Mediocre casting is but one of this dreadful epic's many faults, especially in Stephen Dorff as the requisite comical third wheel, who seems to completely forget he's in what is essentially a period work. Hammy acting is employed by all, though none more so than Mickey Rourke acting much like he did in Iron Man 2 (sans Russian accent), except for a few scars and silly battle helmets. Cavill is, at best, a placeholder hunk who lacks the charisma to balance out Rourke's maniacal villainy. The overwrought delivery coats the films with a leaden atmosphere that stifles any sense of fun, danger or intrigue for anyone not staring with mouths agog at the art design or crazy costumes based on nothing resembling Ancient Greece. Some of the locales are used multiple times, as if there were only about four or five basic scenarios where scenes could take place, all of which have a small theatrical setting. Instead of vast armies and peoples, it's just a handful of combatants at any given time. Mount Olympus has only five gods looking down upon the populace. Though epic in scope, a times it feels more like a small theatrical production in execution.

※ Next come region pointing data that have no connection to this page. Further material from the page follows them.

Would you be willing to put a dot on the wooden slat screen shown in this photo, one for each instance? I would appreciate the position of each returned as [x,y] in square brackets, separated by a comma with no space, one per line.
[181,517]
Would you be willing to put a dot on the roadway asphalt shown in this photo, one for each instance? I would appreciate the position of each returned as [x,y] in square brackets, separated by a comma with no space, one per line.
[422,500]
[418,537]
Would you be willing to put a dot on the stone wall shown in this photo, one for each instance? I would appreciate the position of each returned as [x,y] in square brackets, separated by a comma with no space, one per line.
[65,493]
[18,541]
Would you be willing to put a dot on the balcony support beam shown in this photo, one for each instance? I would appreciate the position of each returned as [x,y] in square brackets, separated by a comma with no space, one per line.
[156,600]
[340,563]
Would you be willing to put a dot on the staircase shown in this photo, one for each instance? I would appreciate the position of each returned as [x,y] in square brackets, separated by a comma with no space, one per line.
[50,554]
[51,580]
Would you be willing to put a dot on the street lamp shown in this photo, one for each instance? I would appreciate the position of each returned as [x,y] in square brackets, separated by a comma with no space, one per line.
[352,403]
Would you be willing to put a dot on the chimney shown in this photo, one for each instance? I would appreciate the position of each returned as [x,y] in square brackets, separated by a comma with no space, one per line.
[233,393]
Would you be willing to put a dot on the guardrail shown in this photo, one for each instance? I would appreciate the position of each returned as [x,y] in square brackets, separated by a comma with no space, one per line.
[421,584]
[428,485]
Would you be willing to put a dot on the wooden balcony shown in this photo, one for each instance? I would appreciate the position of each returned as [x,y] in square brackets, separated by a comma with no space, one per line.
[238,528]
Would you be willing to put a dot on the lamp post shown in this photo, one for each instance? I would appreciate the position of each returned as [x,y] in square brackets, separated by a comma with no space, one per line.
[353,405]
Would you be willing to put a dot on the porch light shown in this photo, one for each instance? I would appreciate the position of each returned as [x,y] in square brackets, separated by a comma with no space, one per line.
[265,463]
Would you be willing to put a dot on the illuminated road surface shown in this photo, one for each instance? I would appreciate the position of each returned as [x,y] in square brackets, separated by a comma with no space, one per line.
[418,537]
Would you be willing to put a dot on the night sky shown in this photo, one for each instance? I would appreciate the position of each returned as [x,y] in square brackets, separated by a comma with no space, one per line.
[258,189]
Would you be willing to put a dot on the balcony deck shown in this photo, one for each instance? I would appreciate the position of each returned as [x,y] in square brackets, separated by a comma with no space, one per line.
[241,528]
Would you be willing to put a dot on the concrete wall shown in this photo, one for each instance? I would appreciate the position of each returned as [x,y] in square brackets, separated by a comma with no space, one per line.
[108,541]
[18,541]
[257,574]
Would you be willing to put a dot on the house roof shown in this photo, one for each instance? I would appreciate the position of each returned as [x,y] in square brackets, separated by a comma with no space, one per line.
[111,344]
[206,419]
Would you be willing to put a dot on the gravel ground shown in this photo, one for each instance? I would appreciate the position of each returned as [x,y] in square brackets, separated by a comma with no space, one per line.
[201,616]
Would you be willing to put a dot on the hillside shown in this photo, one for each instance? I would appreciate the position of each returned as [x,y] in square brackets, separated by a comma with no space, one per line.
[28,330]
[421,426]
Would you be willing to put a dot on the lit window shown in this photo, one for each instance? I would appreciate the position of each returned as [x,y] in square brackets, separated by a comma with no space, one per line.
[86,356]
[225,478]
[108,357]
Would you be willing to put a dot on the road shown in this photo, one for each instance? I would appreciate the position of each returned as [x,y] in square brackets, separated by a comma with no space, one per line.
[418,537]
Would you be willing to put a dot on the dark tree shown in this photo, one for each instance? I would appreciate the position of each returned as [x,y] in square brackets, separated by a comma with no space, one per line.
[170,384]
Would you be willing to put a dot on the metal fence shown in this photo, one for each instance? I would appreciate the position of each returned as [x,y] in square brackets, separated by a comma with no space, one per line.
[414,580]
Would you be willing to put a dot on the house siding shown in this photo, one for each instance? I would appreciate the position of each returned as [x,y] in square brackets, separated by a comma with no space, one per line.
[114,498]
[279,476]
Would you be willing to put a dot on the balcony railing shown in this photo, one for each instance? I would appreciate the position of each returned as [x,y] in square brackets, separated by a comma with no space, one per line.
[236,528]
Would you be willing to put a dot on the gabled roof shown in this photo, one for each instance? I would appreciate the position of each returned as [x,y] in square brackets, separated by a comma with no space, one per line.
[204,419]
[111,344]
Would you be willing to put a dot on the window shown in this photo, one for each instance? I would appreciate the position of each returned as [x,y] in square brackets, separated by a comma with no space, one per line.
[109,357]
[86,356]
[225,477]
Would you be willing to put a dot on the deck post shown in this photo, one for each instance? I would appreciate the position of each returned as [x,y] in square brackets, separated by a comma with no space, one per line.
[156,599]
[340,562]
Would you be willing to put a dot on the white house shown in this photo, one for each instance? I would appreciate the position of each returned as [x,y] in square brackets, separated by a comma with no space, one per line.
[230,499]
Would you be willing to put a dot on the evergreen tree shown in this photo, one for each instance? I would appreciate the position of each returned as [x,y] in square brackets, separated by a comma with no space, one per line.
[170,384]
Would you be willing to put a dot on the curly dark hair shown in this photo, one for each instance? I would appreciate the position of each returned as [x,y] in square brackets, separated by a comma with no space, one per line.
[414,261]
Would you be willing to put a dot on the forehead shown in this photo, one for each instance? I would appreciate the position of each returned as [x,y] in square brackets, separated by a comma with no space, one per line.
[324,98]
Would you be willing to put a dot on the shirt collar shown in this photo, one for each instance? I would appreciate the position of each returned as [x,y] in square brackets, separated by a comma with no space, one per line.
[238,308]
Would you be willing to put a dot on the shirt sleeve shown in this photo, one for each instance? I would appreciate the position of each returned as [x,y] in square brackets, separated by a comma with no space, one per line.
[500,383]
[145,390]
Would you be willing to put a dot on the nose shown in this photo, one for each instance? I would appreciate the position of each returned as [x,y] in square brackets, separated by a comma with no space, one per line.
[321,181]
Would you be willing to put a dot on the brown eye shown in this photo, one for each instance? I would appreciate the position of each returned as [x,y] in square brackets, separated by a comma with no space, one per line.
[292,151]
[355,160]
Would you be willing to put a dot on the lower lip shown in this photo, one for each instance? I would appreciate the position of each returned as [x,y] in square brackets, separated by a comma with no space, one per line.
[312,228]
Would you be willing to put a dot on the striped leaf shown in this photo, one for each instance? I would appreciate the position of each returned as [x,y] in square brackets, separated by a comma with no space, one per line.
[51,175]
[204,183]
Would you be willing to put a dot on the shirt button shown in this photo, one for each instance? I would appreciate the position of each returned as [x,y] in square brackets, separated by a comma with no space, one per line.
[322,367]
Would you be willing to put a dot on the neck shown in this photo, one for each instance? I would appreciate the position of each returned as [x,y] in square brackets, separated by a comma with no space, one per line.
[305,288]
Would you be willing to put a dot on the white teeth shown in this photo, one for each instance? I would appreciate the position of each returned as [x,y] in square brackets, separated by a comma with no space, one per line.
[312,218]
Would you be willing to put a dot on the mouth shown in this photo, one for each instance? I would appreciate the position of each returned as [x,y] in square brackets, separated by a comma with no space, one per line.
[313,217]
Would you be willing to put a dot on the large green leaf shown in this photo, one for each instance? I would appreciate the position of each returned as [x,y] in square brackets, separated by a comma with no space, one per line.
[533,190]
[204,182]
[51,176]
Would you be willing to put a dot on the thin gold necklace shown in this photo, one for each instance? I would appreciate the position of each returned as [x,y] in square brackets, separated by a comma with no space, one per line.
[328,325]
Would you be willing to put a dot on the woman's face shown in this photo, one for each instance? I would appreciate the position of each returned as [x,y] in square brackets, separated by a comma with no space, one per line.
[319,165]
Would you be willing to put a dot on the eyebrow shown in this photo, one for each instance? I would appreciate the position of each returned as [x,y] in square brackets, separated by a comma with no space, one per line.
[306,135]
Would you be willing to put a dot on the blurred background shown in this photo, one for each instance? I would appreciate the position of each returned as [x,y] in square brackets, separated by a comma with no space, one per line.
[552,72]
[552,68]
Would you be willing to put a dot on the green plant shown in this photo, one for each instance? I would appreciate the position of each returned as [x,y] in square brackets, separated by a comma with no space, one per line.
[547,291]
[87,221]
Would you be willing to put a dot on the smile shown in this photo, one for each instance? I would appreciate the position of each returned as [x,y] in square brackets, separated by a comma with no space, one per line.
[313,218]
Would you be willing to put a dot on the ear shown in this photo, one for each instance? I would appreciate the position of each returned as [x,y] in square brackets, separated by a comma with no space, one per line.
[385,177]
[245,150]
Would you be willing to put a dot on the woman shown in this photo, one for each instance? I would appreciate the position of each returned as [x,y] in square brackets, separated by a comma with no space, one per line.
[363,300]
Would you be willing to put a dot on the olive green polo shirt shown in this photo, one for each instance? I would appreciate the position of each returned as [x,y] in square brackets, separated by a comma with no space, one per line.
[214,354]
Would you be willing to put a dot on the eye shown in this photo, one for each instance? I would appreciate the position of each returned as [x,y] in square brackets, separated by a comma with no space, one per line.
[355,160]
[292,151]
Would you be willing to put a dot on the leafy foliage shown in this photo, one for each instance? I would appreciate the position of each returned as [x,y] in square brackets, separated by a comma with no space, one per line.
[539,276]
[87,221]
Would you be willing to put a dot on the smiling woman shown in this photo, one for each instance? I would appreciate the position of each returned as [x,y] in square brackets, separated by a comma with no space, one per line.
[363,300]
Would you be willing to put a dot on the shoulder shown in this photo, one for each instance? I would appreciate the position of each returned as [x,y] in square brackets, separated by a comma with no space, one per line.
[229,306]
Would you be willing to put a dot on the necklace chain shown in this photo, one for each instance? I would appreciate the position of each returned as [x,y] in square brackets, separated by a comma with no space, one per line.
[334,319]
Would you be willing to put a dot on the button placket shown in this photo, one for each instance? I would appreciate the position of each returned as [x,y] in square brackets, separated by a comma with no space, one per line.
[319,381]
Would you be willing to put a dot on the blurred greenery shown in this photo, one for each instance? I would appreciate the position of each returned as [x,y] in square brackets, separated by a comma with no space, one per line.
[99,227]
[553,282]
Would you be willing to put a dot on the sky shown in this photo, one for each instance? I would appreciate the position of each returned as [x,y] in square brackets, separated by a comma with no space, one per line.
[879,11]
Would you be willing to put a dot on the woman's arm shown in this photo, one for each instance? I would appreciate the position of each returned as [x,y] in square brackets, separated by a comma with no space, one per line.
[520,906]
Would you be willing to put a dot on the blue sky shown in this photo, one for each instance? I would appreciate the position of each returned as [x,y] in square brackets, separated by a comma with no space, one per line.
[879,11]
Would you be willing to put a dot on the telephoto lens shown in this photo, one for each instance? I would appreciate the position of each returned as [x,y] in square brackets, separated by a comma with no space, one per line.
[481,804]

Singh's visuals are, as always, the most interesting part of his films. One wonders what he might do if he were ever to be afforded a terrific story, the way that Zack Snyder had Alan Moore's seminal "Watchmen" to work with. Here, Singh cribs more than just a little off of the look and style of Snyder's very similar 300, with its computer-generated backdrops and slow-motion fight scenes that look ripped straight out from video games. 300 is a film that has its own set of flaws that are mostly exacerbated in Immortals, as the story itself proves to be not even risible to the comic book dialogue of its predecessor. It is violent and larger than life in the same ways as well, with heads smashed like watermelons at the power end of a giant hammer, or throats that get ripped wide open at the bloody end of a chain or blade.Not surprising that both films share some production credits. Then the plot is quite similar to Clash of the Titans, and not the good version, with a similar battle of men trying to take down gods, and Titans that need to be released in order to secure dominion for the evildoers.
Perhaps only to marvel at Singh's orgy of aesthetics, it might merit a curious look, but anyone looking for an engaging tale befitting the magnitude of Greek mythology will find that there's not much life to be found in Immortals.